Figure 6.

PGC-1α deficiency induces spatiotemporal dyssynchrony of local calcium release in female myocytes. (A) Graphical explanation of workflow for spatial dyssynchrony (spatial-σ) estimation. Yellow line is corresponding to global CaT profile in the original line-scan recording. In the zoomed in analysis region, black curve represents a profile of time-to-peak obtained from individual pixels of the line-scan. (B) Some representative traces of local CaTs [obtained at pixels shown by coloured arrows in (A); t₁, t₂, …, t_n is time-to-peak]. (C) Representative profiles of time-to-peak from which standard deviations were calculated. (D) Spatial-σ of CaT rise time. (E) Spatial-σ of CaT decay time. (F) Graphical explanation of beat-to-beat dyssynchrony (temporal-σ) estimation. Yellow line is corresponding to global CaT profile in the original line-scan recording. Black curves represent profiles of local CaT decays and arrows show measured values (Val₁, …, Val_n) from which corresponding pixels’ standard deviations (σ₁, …, σ_n) were calculated. Mean of each pixel’s standard deviations was considered as temporal-σ of the cell. (G) Graphical explanation of structural dyssynchrony (structural-σ) estimation.

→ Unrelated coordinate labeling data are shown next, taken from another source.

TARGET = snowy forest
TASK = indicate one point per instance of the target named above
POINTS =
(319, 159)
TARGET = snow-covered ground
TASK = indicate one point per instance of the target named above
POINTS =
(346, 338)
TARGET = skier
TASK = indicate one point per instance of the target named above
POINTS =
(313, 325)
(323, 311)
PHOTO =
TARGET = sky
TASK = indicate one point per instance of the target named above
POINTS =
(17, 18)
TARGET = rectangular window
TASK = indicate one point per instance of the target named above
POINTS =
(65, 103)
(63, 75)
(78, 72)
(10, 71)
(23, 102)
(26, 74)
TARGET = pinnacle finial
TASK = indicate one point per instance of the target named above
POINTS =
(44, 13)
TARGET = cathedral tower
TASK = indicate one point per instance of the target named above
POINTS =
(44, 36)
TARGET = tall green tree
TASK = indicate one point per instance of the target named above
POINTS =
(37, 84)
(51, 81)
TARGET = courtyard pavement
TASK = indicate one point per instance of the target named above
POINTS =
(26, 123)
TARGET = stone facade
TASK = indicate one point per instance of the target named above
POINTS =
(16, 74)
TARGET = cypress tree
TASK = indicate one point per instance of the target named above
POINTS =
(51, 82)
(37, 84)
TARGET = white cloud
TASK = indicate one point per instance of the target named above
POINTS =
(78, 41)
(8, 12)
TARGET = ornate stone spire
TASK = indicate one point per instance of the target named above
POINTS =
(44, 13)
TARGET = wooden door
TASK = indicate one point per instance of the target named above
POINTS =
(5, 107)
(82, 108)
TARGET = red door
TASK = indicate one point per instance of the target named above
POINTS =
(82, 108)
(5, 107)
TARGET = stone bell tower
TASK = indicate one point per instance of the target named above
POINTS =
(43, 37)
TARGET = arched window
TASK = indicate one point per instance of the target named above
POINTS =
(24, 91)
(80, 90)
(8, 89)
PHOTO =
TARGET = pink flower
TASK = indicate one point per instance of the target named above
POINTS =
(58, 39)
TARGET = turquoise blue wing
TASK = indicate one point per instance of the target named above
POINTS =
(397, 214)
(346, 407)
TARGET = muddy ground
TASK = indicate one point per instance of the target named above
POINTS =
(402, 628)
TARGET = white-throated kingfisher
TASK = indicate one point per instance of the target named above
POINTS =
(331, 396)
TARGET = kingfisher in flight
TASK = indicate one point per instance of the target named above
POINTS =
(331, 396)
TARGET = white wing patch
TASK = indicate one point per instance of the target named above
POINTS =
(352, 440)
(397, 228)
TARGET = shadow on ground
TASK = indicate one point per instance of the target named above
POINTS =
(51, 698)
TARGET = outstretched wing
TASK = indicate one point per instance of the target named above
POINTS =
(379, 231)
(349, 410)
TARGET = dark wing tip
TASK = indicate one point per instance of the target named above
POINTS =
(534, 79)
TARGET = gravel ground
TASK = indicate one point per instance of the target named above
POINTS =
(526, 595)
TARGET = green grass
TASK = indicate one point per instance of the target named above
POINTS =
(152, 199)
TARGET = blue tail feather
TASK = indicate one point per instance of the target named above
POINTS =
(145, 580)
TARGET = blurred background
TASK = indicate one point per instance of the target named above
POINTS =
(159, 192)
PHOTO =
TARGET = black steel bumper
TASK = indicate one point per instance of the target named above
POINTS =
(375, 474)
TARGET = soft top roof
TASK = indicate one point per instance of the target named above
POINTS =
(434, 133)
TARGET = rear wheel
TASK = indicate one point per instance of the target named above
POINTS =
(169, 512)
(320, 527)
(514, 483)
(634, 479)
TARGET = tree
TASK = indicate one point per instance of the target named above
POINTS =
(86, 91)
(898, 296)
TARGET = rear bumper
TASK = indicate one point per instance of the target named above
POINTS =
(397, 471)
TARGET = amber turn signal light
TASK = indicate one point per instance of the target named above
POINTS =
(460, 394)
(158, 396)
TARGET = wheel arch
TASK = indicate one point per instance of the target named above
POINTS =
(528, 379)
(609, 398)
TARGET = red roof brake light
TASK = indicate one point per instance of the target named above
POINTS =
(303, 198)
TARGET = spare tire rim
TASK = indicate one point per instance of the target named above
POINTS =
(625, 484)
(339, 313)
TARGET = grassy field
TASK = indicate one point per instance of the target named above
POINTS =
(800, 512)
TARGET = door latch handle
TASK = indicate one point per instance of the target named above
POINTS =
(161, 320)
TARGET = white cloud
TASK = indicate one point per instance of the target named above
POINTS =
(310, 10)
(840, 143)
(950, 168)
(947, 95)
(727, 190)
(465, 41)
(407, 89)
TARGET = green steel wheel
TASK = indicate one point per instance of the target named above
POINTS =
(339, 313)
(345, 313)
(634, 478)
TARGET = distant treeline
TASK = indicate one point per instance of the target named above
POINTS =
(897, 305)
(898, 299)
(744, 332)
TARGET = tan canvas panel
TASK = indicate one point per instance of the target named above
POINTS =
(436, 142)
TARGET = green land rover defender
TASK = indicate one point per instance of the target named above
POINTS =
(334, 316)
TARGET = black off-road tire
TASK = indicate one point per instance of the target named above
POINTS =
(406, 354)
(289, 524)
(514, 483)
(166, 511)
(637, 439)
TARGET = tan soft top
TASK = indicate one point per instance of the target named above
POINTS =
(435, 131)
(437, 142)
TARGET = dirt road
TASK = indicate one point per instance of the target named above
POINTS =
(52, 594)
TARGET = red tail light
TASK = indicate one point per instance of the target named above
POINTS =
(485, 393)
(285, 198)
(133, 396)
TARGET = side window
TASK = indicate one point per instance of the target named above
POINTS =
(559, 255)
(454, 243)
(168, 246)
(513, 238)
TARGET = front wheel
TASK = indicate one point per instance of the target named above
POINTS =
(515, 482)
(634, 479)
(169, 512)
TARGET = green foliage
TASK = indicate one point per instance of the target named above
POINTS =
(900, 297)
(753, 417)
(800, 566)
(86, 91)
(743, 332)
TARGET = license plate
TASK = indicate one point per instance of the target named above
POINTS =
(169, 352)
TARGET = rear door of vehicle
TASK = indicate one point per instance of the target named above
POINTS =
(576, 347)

Averaged line-scan frame was acquired from consecutive CaT frames and analysed as in spatial-σ estimation. (H) Temporal-σ of CaT rise time. (I) Temporal-σ of CaT decay time. (J) Structural-σ of CaT rise time. (K) Structural-σ of CaT decay time. In scatter charts red line depicts mean, whiskers SEM and cyan line distribution. Eighteen-week-old animals; Ctrl n = 4/86 (animals/cells), male KO n = 4/88, female Ctrl n = 3/47, and female KO n = 3/56. Hierarchical linear model significance: *P < 0.05 and ^¤P < 0.001.